Dalam perjalanan tak tentu arah, akhirnya mereka menemukan foodtruck[1] yang menjual berbagai macam hidangan hangat. Mereka memilih tteokpokki[2], lalu odeng[3], dan menghabiskan beberapa tusuk hingga perut mereka hampir kenyang.

“Mau nonton film?”

“Ide bagus.” Lian terlihat antusias mendengar tawaran Hasung.

Di dalam bioskop, mereka hanya berdua saja karena ini film terakhir yang diputar di tengah malam. Genre yang mereka tonton adalah horor. Namun, mereka sama sekali tak bereaksi. Tubuh mereka memang berada dalam bioskop. Tetapi, jiwa mereka melayang entah ke mana. Mereka tenggelam dalam pikiran masing-masing hingga film selesai.

“Kita harus ke mana lagi?” tanya Lian berusaha tetap antusias seperti sebelumnya.

Alih-alih menjawab, Hasung malah memeriksa arlojinya lebih dulu. Ia tak menyangka waktu bisa berlalu begitu cepat. Bahkan, terasa lebih cepat dari biasanya. Hasung bahkan merasa mereka belum melakukan apa pun yang patut dikenang. Tapi mau bagaimana lagi, waktu bukan sesuatu yang dapat diajak kompromi. “Aku harus mengantarmu pulang sebelum Bus terakhir.”

“Kenapa?” tanya Lian, tanpa sadar matanya berkaca-kaca.

“Aku juga harus mengejar Bus terakhir ke Incheon malam ini sebelum berangkat Wajib Militer,” jawab Hasung.

“Bukankah kau masih punya waktu sebelum bus pagi pertama datang?” Lian berkata sembari berusaha menahan air matanya.

Hasung menggigit bibir bawahnya sembari menatap Lian. Ia tak ingin terlihat sedih. Melihat mata Lian yang berkaca-kaca, sudah cukup memberatkan hatinya untuk pergi. “Kalau menunggu bus pagi pertama datang, aku bisa terlambat,” jelasnya pelan. Hasung meraih tangan Lian sembari mengukir senyum semanis mungkin untuk meyakinkannya.

Di dalam bus, hanya beberapa kursi yang terisi dan sisanya kosong. Hasung dan Lian hanya membisu sepanjang perjalanan. Tangan mereka masih saling menggenggam satu sama lain hingga bus sudah sampai di stasiun pemberhentian yang mereka tuju.

Hasung mengantar Adelian pulang sampai di bawah tangga dan membiarkan Lian menaiki tangga sendirian. Begitu Lian sudah sampai di koridor, Hasung melambaikan tangannya. Lian juga ikut melambaikan tangan dan mengisyaratkan Hasung untuk segera pergi sebelum terlambat.
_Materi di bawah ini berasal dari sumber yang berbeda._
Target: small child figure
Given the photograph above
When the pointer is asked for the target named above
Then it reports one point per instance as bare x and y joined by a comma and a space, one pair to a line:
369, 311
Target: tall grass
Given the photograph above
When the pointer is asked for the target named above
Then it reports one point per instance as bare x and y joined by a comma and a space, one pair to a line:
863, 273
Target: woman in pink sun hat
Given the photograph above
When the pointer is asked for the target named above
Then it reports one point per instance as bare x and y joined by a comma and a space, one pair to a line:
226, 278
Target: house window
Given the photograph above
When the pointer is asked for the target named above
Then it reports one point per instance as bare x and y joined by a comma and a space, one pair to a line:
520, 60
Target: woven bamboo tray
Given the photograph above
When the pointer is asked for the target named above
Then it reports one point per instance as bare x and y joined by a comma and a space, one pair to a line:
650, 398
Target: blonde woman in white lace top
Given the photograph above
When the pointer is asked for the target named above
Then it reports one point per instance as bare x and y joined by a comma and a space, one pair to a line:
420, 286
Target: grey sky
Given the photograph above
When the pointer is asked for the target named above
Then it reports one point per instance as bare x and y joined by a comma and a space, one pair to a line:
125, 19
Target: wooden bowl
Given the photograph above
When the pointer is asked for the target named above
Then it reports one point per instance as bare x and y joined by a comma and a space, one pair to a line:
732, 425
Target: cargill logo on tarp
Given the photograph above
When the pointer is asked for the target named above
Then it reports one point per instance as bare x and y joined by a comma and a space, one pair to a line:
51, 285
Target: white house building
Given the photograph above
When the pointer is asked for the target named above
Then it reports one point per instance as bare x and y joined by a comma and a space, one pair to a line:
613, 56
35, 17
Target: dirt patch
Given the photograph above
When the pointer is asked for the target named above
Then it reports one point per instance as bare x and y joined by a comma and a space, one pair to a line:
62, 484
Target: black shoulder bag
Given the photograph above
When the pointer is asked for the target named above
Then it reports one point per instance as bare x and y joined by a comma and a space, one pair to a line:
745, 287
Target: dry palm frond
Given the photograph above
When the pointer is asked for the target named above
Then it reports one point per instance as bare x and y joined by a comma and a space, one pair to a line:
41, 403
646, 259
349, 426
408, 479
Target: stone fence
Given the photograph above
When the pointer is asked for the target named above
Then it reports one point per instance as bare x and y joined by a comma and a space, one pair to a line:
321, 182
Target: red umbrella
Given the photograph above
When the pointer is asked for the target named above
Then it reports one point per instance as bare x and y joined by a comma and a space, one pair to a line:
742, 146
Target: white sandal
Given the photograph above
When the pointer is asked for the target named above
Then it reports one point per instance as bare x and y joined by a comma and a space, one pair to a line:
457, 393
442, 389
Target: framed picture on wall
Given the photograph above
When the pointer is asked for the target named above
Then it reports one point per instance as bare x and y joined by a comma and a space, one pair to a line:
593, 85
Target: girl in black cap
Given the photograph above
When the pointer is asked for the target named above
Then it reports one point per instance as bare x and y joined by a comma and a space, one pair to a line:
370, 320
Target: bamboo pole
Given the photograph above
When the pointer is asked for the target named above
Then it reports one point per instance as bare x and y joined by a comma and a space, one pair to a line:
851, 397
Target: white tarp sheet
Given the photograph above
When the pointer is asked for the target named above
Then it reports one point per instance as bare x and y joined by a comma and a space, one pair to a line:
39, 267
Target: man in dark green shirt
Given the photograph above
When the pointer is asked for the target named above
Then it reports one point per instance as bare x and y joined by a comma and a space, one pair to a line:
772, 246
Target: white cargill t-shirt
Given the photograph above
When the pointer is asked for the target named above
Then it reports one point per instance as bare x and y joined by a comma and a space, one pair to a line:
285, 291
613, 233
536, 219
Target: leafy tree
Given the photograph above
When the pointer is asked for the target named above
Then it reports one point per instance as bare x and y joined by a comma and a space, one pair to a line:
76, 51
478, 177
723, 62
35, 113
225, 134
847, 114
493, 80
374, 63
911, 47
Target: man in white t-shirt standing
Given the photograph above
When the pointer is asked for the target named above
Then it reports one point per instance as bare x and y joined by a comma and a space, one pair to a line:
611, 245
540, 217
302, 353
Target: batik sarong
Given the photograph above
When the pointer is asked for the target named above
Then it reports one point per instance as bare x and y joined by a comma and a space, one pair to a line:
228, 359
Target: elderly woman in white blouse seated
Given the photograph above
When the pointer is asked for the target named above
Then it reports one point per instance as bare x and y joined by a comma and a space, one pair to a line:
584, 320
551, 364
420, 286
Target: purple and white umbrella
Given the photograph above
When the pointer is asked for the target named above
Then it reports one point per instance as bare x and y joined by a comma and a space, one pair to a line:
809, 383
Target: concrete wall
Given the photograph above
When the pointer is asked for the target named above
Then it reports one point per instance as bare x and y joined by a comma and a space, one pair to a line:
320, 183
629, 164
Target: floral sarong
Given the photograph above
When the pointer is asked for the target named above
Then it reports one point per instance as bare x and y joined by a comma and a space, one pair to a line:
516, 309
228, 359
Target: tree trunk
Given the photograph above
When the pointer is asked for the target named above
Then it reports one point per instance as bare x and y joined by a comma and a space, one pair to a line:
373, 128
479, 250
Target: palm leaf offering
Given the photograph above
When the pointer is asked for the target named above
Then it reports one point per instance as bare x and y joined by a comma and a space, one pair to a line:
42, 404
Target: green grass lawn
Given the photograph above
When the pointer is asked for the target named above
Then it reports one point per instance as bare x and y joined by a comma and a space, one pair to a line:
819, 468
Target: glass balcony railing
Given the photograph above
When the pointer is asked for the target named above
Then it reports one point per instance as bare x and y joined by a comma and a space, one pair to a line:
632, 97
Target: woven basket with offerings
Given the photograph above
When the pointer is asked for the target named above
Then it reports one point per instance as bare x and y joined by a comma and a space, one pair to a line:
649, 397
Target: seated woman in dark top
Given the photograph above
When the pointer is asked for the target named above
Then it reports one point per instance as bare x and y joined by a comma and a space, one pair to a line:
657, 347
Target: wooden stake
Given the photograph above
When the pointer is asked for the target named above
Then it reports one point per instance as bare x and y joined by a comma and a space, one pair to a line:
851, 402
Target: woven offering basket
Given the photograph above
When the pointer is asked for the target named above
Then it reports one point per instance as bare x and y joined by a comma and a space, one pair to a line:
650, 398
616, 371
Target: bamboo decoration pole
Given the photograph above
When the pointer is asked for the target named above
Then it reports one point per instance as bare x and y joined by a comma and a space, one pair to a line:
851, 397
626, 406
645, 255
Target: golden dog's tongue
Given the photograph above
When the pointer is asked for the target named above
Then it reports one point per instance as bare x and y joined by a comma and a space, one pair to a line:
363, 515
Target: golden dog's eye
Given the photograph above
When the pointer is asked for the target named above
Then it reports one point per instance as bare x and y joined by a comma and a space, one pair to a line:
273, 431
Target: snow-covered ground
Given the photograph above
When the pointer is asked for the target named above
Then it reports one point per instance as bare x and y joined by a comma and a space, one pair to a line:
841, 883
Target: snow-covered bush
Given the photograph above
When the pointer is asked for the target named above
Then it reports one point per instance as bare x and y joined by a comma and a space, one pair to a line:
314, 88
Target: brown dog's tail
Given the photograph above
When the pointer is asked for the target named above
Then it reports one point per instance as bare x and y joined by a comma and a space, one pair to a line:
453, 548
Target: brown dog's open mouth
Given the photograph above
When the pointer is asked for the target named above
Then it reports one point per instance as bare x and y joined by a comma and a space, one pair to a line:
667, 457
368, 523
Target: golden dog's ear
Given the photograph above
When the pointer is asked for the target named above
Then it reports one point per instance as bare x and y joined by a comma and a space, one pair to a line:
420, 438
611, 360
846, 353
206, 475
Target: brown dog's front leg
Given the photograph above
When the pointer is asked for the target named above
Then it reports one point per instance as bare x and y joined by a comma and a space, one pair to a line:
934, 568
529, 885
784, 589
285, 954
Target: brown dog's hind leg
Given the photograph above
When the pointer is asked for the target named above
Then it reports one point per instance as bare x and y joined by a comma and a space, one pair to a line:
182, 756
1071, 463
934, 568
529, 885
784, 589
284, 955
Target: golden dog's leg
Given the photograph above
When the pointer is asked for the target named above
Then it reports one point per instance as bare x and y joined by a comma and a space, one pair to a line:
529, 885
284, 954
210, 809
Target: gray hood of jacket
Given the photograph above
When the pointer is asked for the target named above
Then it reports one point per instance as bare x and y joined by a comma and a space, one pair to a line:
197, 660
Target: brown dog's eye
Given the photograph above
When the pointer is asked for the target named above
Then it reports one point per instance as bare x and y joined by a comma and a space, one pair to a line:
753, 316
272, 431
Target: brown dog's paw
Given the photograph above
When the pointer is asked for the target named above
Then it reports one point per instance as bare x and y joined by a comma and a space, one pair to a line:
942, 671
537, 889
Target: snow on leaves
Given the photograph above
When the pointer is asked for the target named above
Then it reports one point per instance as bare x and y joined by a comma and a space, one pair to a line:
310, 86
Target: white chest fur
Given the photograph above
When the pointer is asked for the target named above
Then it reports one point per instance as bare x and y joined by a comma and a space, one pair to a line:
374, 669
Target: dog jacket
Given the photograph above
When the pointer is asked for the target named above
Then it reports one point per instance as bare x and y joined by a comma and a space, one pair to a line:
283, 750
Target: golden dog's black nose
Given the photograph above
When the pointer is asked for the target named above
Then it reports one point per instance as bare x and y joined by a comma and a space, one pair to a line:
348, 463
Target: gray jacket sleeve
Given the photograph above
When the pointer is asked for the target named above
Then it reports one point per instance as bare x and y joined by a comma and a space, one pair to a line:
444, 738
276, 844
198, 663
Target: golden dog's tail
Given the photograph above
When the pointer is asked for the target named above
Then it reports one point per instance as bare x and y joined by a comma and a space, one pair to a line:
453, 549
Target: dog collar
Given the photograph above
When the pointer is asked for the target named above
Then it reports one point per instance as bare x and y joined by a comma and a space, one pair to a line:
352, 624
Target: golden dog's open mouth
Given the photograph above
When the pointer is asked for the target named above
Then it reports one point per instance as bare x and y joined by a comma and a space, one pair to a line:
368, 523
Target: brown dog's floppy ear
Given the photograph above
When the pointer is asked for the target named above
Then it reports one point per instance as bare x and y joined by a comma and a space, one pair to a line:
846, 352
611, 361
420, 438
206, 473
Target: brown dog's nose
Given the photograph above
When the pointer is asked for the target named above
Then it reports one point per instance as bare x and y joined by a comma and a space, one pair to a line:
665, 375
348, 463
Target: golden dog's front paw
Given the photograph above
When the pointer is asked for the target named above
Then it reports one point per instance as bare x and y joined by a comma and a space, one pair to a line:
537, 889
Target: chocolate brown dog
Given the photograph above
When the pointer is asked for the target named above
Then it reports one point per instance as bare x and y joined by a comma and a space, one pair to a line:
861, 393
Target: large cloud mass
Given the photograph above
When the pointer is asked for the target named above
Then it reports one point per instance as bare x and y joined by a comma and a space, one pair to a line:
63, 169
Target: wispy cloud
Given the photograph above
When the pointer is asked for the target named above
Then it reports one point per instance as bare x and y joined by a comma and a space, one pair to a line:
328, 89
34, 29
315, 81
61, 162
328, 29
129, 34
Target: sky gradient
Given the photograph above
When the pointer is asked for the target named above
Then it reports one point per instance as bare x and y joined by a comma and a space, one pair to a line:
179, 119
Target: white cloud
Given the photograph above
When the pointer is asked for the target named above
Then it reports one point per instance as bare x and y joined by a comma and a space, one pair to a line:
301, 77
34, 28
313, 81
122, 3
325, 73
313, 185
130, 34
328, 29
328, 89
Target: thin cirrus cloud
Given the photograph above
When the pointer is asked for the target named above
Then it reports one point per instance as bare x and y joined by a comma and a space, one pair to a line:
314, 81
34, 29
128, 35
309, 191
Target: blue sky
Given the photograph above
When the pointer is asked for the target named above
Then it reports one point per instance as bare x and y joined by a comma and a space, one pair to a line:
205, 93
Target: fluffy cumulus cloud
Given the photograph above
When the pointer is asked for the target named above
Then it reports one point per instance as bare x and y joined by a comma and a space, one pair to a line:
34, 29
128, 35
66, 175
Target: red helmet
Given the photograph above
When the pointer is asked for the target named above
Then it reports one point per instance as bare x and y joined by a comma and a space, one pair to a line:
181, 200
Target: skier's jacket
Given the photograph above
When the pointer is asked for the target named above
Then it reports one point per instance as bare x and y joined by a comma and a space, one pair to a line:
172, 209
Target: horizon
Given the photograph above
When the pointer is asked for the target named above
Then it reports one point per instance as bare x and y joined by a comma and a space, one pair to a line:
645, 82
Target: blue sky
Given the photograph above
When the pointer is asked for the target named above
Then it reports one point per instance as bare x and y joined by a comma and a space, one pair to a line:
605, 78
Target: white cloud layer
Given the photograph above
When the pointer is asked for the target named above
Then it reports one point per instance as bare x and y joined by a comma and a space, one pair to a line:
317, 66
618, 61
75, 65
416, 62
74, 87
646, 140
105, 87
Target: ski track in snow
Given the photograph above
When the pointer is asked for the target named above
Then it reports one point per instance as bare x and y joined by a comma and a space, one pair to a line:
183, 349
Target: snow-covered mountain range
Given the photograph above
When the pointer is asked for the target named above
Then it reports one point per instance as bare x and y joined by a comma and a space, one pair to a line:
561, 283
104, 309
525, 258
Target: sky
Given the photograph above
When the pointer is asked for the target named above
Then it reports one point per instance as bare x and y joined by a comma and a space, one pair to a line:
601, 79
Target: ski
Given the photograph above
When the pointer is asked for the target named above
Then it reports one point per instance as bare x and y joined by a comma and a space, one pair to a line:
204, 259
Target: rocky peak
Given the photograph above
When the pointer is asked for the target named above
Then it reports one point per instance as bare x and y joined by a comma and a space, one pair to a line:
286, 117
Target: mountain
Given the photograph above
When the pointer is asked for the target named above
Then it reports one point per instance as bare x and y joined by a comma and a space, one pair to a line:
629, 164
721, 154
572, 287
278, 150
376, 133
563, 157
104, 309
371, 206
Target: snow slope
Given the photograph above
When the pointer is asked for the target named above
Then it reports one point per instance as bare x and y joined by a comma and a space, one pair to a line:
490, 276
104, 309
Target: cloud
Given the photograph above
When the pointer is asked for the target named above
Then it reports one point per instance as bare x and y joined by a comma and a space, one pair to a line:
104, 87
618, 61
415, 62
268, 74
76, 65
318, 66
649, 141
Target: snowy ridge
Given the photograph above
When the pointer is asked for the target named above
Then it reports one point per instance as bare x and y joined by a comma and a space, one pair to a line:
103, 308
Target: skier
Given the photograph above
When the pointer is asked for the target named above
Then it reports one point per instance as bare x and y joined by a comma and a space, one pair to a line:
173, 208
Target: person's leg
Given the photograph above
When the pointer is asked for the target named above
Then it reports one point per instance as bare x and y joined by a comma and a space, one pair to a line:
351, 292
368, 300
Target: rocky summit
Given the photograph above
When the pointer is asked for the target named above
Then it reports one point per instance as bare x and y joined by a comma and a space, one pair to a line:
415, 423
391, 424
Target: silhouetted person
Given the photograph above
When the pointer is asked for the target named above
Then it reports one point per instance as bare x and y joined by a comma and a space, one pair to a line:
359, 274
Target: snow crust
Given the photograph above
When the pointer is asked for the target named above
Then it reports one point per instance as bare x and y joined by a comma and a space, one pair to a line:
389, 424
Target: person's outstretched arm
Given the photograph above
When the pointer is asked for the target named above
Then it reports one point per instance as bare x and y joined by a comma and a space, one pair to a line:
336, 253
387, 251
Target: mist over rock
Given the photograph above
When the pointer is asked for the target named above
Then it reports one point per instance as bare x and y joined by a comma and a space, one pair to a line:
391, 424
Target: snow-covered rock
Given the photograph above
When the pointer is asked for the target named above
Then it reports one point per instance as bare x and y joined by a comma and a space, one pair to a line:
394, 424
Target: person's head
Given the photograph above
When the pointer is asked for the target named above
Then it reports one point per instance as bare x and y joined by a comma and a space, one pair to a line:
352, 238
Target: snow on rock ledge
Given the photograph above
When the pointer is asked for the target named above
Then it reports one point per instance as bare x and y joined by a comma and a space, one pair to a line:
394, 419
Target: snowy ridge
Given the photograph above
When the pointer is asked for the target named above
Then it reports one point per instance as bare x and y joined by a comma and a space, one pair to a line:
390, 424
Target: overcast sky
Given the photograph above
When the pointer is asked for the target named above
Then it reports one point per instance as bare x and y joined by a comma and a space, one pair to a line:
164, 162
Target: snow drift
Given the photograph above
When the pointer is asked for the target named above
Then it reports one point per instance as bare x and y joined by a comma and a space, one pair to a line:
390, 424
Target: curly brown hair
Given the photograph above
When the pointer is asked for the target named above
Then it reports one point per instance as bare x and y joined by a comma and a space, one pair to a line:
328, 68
Hasung mengangguk, tangannya mengisyaratkan bahwa ia akan menghubungi Lian nanti. Lian mengerti dan Hasung pun berbalik untuk pergi. Lian terus menatap langkah Hasung hingga tubuh lelaki itu hilang ditelan gelapnya jalanan malam.

Dengan perginya Hasung malam ini, menjelaskan bahwa mereka sudah resmi berpisah karena Hasung akan mengawali masa Wajib Militernya esok hari.

***

[1] Truk berukuran sedang yang digunakan untuk menjajakan makanan ringan di pinggir jalan.

[2] Makanan khas Korea berupa kue yang terbuat dari tepung beras yang dimasak dalam bumbu gochujang atau saus pedas manis khas Korea. Kue beras yang di pakai berbentuk batang atau silinder.

[3] Makanan khas Korea yang di dalamnya terbuat dari tepung ikan dan di rebus di dalam kuah rempah-rempah.